スリーアウトを取るには最低でも3球を要するはずなのに、たった2球でスリーアウトチェンジが成立してしまったのが、19年の北北海道大会十勝地区1回戦、帯広緑陽vs帯広工だ。

 2対0とリードした帯広緑陽は3回、先頭の前田耀太が初球をスイングした際に、バットが捕手のミットに当たり、打撃妨害で出塁した。

 無死一塁で次打者は初球を打って一直。飛び出していた一塁走者・前田は戻ることができず、併殺で2死となった。

 そして、次打者も初球を打って、内野フライでスリーアウト。

 この結果、打者3人、計3球でスリーアウトチェンジになったが、大会本部の公式記録員が打撃妨害を記録上、投球数にカウントしない方式を採用していたことから、たった2球でスリーアウトが成立した。

 野球規則では、打撃妨害を投球数に含めるとも含めないとも記述されていないため、この試合のようにカウントされないケースもあるのだ。
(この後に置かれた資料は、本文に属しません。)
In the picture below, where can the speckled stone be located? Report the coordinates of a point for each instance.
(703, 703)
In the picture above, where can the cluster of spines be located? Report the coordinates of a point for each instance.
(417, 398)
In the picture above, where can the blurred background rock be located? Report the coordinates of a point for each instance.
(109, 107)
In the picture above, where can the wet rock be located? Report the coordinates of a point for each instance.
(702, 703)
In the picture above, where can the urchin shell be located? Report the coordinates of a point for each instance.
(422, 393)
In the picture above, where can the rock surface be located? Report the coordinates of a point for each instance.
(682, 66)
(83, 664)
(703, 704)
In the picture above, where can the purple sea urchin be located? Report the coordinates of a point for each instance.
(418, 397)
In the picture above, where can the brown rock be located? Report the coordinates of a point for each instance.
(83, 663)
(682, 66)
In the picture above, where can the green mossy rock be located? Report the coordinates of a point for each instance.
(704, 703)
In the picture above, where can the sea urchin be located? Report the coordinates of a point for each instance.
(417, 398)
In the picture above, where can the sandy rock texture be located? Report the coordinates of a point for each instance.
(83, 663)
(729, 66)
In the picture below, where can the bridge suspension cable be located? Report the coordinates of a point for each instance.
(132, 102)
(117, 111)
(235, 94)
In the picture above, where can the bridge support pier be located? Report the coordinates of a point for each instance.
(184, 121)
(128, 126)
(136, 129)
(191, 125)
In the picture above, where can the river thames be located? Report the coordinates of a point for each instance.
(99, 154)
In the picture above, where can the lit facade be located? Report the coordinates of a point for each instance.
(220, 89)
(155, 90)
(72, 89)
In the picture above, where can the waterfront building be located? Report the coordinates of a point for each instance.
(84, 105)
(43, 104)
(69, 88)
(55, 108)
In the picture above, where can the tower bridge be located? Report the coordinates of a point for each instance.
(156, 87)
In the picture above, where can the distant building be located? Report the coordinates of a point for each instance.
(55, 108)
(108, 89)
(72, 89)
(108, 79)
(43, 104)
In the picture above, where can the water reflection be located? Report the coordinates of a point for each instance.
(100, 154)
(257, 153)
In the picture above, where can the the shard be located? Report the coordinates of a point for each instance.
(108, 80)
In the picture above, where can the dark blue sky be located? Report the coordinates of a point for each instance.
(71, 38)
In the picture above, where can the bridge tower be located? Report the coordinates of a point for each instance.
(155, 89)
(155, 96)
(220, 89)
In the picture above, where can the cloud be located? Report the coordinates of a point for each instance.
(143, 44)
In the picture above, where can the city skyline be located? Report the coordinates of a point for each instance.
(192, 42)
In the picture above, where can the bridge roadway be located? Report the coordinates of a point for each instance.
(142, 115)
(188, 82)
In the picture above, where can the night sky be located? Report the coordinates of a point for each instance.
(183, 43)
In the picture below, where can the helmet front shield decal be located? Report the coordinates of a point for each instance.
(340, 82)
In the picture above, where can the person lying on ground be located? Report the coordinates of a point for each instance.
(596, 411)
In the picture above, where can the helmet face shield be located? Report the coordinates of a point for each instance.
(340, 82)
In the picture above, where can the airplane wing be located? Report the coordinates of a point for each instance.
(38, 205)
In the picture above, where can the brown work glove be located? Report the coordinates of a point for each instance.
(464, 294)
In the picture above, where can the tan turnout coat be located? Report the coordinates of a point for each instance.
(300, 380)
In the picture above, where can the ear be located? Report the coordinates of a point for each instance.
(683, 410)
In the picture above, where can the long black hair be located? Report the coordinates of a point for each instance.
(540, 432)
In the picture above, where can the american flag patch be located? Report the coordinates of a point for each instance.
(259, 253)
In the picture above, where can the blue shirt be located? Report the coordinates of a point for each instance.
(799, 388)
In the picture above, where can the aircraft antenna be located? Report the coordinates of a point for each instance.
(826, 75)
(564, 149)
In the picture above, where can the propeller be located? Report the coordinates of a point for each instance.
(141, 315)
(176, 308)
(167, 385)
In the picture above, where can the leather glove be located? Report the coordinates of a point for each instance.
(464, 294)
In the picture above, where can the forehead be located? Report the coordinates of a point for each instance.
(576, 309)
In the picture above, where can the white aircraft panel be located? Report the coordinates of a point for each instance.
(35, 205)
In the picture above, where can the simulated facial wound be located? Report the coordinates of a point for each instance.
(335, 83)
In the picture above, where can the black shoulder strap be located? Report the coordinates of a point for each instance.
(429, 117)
 公式記録の記載方式と3者連続初球打ちが組み合わさって、思わぬ珍事を生んだ。

 打者が死球で負傷したり、走者が負傷して、プレー続行が困難と判断されたときに送られる臨時代走。通常出番は1回限りのはずだが、1イニングのうちに同じ選手が2度にわたって臨時代走を務める珍ハプニングが起きたのが、19年の長崎大会1回戦、長崎鶴洋vs諫早だ。

 5点をリードされた長崎鶴洋は9回裏1死一、二塁のチャンスで、この日三塁打を放っている2番・古場海心に5打席目が回ってきたが、捕飛に倒れ2死。これが高校3年間で最後のプレーになったと思い、「打ち上げた。恥ずかしい」と天を仰いだ。

 だが、野球の神様は、思わぬ形で挽回のチャンスを与えてくれた。

 次打者・浜口速人が中前安打を放ち、一塁ベースを駆け抜けた直後、足を吊って倒れ込んでしまったのだ。浜口は治療のためベンチに下がり、打順が最も遠い古場に臨時代走として出番が回ってきた。

 一度脱いだヘルメットをかぶり直し、一塁走者になった古場は、次打者・福田裕希のフェンス直撃二塁打で、長駆生還。2点差に追い上げた。